March 29 US Confirmed Coronavirus Cases
If you look at the statistics for Sunday, it seems like it was a very good day. The number of reported new cases (19, 306) was lower than the new cases for Saturday (19,818). This is the first day that the number of new cases declined over the previous day's in two weeks. As a percentage of the previous total number of cases Sunday's new cases represented an increase of 15.5%, a significant improvement over Saturday's 18.9% and continuing a trend of declining numbers for five days now. The question that we hope to be able to answer in the next two days is whether this is a weekend slowdown (in testing, reporting, collating data) or a real sign that social distancing is working.
Let's take a look at the chart of coronavirus case rates. As always this chart shows the number of states falling within certain ranges of infection rates (cases per 100,000 people), over the last 7 days.
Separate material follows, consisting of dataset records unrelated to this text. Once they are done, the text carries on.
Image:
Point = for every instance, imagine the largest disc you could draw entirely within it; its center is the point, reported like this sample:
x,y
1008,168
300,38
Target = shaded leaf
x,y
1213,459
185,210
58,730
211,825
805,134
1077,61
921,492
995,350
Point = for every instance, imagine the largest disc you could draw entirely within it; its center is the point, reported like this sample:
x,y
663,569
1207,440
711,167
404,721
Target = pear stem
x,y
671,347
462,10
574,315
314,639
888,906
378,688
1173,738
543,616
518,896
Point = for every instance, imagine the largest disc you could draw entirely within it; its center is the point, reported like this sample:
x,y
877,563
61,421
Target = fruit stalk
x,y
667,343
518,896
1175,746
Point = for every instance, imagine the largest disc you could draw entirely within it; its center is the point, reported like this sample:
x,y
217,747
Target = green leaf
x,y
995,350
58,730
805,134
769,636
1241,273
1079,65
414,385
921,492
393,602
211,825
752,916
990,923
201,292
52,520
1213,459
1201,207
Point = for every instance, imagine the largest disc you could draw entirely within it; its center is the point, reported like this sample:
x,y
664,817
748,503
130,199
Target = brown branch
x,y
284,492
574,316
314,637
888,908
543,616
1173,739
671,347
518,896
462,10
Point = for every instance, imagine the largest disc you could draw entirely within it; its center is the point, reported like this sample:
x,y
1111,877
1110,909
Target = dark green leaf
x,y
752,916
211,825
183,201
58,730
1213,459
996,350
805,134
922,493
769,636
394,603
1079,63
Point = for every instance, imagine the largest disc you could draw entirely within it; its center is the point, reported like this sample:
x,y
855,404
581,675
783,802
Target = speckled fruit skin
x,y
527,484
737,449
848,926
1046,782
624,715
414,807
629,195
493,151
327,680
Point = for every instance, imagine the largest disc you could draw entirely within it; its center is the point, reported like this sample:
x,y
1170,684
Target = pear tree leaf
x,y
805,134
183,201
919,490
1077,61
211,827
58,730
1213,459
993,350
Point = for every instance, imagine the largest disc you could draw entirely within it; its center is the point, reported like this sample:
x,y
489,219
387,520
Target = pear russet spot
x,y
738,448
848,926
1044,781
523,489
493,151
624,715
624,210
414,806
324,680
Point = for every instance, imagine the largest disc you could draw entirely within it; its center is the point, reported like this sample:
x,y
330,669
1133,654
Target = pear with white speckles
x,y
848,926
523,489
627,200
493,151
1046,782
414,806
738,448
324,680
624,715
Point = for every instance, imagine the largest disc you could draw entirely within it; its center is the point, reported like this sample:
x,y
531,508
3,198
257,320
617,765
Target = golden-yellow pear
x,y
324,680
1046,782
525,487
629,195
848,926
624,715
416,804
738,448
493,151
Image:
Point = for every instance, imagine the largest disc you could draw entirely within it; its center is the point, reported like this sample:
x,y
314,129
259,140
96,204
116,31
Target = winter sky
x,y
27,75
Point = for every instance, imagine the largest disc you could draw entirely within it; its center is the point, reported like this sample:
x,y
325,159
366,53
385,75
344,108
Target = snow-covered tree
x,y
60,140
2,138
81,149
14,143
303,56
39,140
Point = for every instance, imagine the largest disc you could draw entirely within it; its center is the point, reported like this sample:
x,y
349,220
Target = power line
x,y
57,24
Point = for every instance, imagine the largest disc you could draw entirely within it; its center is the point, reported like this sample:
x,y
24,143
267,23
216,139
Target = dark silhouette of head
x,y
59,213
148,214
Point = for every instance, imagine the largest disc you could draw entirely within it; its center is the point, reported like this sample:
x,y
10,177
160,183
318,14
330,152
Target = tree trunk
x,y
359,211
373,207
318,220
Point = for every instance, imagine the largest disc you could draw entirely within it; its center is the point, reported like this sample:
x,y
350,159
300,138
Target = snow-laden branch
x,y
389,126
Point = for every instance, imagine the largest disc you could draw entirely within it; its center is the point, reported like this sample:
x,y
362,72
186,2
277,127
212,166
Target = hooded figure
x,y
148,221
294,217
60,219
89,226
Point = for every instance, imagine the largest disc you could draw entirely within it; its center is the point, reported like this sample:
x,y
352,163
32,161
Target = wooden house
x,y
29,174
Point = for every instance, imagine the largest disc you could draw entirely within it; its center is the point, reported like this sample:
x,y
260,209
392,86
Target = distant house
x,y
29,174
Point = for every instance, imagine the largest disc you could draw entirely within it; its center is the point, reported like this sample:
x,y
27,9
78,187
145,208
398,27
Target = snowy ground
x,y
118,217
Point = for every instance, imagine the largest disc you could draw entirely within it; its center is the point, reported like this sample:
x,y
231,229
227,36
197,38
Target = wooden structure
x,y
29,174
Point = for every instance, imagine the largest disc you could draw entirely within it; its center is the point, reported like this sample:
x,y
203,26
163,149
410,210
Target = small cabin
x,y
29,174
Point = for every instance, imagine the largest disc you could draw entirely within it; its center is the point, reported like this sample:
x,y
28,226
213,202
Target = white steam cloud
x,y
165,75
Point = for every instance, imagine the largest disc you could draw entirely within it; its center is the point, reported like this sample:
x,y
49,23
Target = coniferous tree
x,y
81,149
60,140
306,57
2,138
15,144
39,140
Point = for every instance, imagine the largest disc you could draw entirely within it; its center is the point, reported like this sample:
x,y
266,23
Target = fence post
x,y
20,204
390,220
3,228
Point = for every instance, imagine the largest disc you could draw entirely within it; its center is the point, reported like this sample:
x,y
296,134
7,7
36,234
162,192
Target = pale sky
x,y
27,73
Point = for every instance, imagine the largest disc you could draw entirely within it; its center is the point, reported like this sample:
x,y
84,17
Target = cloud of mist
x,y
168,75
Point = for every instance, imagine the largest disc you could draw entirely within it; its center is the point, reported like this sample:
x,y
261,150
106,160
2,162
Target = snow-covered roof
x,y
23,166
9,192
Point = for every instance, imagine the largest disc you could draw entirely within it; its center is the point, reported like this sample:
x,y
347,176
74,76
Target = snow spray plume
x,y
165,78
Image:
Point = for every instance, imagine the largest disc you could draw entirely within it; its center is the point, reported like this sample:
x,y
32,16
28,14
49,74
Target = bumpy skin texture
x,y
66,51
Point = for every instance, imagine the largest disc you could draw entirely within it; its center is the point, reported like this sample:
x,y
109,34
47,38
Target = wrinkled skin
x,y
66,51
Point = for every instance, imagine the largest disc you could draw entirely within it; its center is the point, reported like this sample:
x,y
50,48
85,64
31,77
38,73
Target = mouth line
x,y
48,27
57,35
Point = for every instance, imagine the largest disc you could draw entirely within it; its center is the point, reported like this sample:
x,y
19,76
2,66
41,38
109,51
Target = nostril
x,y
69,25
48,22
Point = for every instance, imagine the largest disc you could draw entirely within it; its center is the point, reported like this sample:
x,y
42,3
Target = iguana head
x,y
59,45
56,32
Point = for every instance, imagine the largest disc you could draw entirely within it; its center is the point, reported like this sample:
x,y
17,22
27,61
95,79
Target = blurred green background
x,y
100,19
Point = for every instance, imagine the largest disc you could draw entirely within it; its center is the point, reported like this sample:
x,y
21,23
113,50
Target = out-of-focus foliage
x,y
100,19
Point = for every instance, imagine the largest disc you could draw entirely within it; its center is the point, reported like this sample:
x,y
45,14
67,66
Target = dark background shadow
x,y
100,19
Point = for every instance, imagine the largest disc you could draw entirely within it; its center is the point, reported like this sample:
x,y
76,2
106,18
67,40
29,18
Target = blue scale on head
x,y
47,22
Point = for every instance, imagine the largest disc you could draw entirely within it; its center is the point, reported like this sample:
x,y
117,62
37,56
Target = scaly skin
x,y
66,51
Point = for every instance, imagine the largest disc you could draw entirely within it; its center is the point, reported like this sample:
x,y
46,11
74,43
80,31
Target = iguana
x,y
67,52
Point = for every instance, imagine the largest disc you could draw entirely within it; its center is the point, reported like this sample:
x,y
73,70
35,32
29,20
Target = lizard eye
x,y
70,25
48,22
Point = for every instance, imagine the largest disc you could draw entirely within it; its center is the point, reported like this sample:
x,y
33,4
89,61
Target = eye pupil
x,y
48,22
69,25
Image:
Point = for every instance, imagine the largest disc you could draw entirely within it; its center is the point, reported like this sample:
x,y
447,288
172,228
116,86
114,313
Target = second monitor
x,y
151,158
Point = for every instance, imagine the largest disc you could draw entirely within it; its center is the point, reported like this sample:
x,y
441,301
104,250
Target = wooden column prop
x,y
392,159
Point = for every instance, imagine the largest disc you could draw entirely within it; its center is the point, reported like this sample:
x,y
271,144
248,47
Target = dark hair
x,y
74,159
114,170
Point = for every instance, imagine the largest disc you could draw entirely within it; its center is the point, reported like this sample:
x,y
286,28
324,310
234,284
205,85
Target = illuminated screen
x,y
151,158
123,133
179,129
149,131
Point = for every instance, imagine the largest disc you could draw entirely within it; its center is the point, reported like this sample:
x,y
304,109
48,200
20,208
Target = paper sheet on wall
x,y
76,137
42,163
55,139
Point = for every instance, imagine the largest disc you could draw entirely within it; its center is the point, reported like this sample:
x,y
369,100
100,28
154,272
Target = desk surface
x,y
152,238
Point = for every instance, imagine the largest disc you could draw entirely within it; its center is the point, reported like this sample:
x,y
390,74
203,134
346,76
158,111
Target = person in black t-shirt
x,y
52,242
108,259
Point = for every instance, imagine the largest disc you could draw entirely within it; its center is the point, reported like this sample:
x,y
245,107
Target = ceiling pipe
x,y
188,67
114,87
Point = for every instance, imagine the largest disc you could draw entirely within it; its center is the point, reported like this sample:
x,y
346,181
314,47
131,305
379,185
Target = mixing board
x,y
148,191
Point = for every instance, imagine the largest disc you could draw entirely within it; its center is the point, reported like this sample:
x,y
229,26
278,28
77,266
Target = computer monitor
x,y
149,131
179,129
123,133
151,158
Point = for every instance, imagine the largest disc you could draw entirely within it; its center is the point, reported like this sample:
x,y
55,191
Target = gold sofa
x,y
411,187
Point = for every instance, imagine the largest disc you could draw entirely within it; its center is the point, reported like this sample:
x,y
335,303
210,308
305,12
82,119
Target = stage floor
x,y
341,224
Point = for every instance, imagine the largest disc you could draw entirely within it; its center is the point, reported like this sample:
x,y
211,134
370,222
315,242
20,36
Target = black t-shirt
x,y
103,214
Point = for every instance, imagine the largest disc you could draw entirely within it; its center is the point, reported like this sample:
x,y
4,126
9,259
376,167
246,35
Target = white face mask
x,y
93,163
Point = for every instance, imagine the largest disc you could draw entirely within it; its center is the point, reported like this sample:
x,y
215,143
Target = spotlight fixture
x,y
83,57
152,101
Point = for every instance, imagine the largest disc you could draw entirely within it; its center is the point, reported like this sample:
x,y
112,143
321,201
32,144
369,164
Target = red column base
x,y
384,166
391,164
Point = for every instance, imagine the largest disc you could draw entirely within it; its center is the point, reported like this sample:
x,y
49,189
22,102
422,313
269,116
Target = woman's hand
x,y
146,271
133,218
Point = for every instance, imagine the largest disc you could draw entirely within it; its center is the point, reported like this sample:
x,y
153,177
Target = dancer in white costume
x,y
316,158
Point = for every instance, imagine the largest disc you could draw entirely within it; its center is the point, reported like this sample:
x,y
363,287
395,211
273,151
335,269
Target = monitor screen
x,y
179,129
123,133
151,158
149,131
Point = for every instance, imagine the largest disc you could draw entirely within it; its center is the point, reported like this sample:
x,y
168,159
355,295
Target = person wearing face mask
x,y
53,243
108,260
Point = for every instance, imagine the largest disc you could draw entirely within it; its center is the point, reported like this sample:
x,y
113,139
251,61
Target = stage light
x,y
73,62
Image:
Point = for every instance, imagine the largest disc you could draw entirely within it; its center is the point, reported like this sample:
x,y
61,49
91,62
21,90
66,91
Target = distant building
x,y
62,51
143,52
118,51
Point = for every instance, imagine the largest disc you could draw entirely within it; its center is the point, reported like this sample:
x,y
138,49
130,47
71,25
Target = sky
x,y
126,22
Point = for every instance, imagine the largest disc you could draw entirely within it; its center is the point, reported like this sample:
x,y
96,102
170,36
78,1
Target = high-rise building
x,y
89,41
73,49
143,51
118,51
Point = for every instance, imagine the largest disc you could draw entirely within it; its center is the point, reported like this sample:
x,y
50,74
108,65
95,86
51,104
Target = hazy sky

And now let's look at the list of states:
Notes:
Notes:
Let's take a look at the chart of coronavirus case rates. As always this chart shows the number of states falling within certain ranges of infection rates (cases per 100,000 people), over the last 7 days.
And now let's look at the list of states:
Notes:
- Washington's new infection rate continues to dwindle (assuming no "weekend blip") at 13.6%, but one assumes that with rates as low as 5% last week this is still disappointing to health officials there.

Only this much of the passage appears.